While the dismissal forecloses a published appellate ruling, the case carries meaningful signals for IP professionals and patent litigants in the apparel and wearable accessories sector. The voluntary dismissal under Federal Rule of Appellate Procedure 42(b) — with each party bearing its own costs — suggests either a negotiated resolution or a strategic withdrawal, both of which reflect patterns increasingly common in consumer product patent litigation at the appellate level.

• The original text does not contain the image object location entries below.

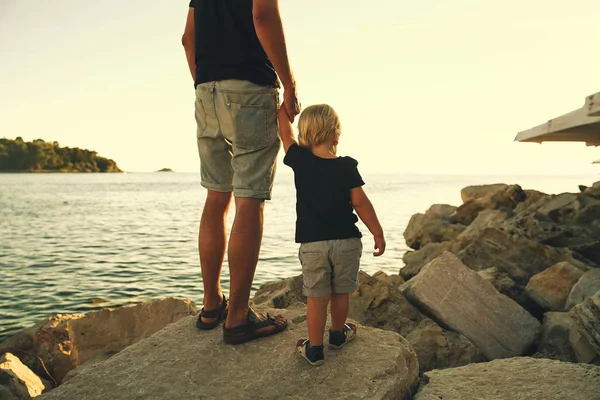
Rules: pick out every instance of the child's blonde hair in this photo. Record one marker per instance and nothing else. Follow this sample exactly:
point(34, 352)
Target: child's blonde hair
point(318, 124)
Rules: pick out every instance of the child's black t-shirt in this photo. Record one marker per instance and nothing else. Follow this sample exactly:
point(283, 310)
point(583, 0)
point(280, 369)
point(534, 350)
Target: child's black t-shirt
point(323, 205)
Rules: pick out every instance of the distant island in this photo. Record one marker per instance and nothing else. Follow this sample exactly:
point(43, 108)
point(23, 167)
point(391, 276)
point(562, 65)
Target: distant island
point(40, 156)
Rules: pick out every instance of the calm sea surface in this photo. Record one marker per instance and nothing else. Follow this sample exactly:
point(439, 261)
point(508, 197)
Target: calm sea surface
point(72, 243)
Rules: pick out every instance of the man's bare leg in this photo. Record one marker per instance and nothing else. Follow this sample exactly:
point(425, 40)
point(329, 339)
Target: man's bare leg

For patent attorneys tracking Federal Circuit dispositions, IP professionals monitoring garment accessory patent trends, and R&D teams assessing freedom-to-operate risks in wearable apparel, this case offers concise but instructive lessons.
The Parties
⚖️ Plaintiff
Identified as the patent-asserting party, likely an IP holding or assertion entity in the apparel sector, monetizing innovations through licensing or litigation.
🛡️ Defendant
Named individually, suggesting a small business operator, independent designer, or entrepreneur in the garment accessories market.
The Patent at Issue
This case involved U.S. Patent No. 8,152,591 B2, covering a garment and brassiere accessory innovation. Patents in this category typically address structural, functional, or aesthetic improvements to undergarment support systems, straps, or connective hardware.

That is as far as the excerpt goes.